Financing for Feminist Futures: rethinking how we resource change
October 22, 2025
As a lifelong feminist and now communication professional, I was delighted when I was asked at the last minute to join Hivos in Madrid this month for the Financing for Feminist Futures conference. Before leaving, my colleagues gave me a crash course in the current state of “feminist financing.” They explained that time and again, the feminist movement has been failed by traditional funding systems and by philanthropists who often treat gender equality as an afterthought. And as global politics tilt toward authoritarianism and the far right, we can’t waste any more time. We have to rethink now how to finance feminist work before the tide turns even further.
By Siân Kavanagh, Communications Officer, Hivos Global Office
Confronting a changing landscape
From day one of Financing for Feminist Futures, I could see that it aimed to think big under a big tent. Activists, foundations, women’s funds, government officials, and policymakers were all gathered in one space facilitated and organized by the Walking the Talk consortium.
Over forty sessions filled the agenda from 8 to 10 October, from plenary discussions to learning huddles, research presentations, and collaborative panels. Participants grappled with how to strengthen feminist movements in the face of global backlash, how to safeguard existing funding sources, and how to build new models for resourcing gender equality.
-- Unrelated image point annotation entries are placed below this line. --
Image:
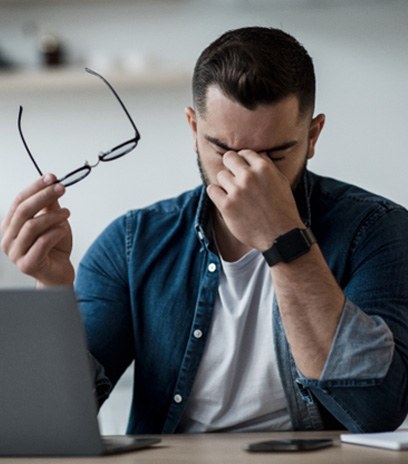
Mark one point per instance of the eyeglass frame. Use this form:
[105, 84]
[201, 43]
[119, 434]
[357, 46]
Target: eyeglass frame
[102, 156]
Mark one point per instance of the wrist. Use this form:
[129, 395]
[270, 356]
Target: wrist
[290, 246]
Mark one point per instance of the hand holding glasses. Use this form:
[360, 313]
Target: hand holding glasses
[116, 152]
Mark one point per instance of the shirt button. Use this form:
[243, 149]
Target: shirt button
[212, 267]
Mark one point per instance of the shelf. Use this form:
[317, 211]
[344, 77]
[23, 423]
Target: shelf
[76, 79]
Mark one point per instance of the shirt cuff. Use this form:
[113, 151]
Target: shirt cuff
[362, 349]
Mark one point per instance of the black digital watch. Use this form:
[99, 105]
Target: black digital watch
[289, 246]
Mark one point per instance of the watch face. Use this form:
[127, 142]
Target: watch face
[289, 246]
[292, 245]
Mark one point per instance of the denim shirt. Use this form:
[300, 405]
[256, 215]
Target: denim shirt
[148, 284]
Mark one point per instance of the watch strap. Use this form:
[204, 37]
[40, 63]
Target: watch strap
[290, 246]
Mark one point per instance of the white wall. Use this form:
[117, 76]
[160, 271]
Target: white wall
[360, 53]
[359, 49]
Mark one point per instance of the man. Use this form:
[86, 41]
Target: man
[269, 298]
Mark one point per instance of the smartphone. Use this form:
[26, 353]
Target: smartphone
[290, 444]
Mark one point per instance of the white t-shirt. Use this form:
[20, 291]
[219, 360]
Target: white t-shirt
[238, 387]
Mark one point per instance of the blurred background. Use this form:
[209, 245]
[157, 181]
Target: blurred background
[147, 50]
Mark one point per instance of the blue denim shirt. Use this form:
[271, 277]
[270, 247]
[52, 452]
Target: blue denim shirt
[151, 278]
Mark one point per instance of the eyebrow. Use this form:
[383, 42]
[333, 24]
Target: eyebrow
[224, 146]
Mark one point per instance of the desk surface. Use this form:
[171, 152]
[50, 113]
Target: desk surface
[228, 449]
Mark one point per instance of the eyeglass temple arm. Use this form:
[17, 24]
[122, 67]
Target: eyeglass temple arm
[91, 71]
[25, 143]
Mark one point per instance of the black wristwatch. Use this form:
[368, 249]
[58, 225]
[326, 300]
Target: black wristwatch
[289, 246]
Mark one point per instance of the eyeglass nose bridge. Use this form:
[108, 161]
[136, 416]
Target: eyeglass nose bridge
[78, 174]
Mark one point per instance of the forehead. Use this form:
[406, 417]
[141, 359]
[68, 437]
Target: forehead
[229, 121]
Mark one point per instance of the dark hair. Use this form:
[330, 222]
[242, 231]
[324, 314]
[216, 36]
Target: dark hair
[253, 66]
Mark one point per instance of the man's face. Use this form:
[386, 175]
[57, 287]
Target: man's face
[277, 130]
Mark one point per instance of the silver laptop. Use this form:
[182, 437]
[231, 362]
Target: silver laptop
[47, 404]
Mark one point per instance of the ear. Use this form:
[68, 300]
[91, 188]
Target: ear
[315, 130]
[192, 122]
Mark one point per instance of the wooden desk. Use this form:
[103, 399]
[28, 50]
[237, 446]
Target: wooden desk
[227, 449]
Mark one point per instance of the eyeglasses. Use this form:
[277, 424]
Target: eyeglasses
[116, 152]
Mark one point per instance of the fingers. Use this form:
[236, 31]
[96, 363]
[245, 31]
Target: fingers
[36, 259]
[24, 215]
[34, 231]
[39, 184]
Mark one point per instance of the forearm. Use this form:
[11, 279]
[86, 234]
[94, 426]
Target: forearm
[310, 303]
Despite their diversity, everyone felt united by a determination to come up with answers.
Rethinking feminist financing – a spotlight on some key sessions
In between supporting my colleagues and firing off social media posts, I managed to sit in on quite a few sessions. Here are a few that stood out as examples of new directions feminism must take to seek funding. In a panel on Reimagining Funding for Gender-Just Climate Action, speakers critiqued how gender is left out of climate finance, or worse, appears as a form of tokenism. Too many initiatives, they argued, frame women solely as victims, while overlooking gender diversity, intersectionality, and community-led approaches.
Queering the Rules for Feminist Financing discussed the intersections of queer movements with economic justice. Aparna Apora from the Society of Gender Professionals spoke about the need to value informal care economies within LGBTQIA+ communities: the mutual aid networks, chosen families, and unpaid labor that sustain life where states and markets fail. Fellow speaker Bren Maira Kutch (they/them) warned of the coordinated efforts by anti-gender funders across the U.S., Europe, and Russia to erode the rights of women, queer, trans, and intersex people. “We’re being attacked as one,” they said. “We must defend as one.”
Countering emerging threats
In Global Backlash, Fierce Resistance, Hivos CEO Marco De Ponte reflected on how consortiums and coalitions can help bridge capacity gaps and improve stability through long-term public financing. He emphasized the need to mobilize public opinion and hold governments accountable, while also engaging young people, especially young men, whose growing alignment with right-wing ideologies calls for renewed outreach and inclusion.
Ján Michalko, Research Fellow from ODI Global, offered a sobering reminder that patriarchy continues to evolve, even as feminists learn to recognize its patterns. Speaking during The Past is Prologue, and the Future is Now, Jan urged movements to bring new allies into the fold and to tackle emerging threats like tech authoritarianism and restrictive family policies that undermine gender justice.
Panelists also cautioned that international commitments, especially those made during the Fourth International Conference on Financing for Development (FFd4), risk falling short without structural reforms to global debt, taxation, and financial governance. As several Global Majority advocates pointed out, the challenge is not the lack of feminist ideas, but the lack of political will to confront entrenched power structures. advocates pointed out, the challenge is not the lack of feminist ideas, but the lack of political will to confront entrenched power structures.
What comes next
As the conference ended, our Walking the Talk consortium turns their focus to what comes next. The conference’s insights and commitments will continue to shape global advocacy for feminist financing in the months ahead. Post-conference, you can read the first recommendations already, and subsequent readouts and briefings will be organized with donor governments and philanthropic institutions, including those who were unable to attend the conference. These outcomes will also be integrated into key policy platforms such as the Feminist Foreign Policy Conference in Paris (2025) and Women Deliver (2026).
Participants underscored the importance of following up on post-FFd4 commitments, monitoring how they influence the links between global financing and gender equality, and using the research compendium and 12 Calls to Action developed by Walking the Talk to strengthen advocacy efforts.
All in all, the conference felt like a collective act of imagining a better future. Participants reaffirmed their commitment to building an enabling environment for feminist work, one that redistributes power and holds decision-makers accountable. Despite limited resources, feminist movements have always held the line and survived through resilience, imagination, and mutual care. In Madrid, I saw that endurance on full display.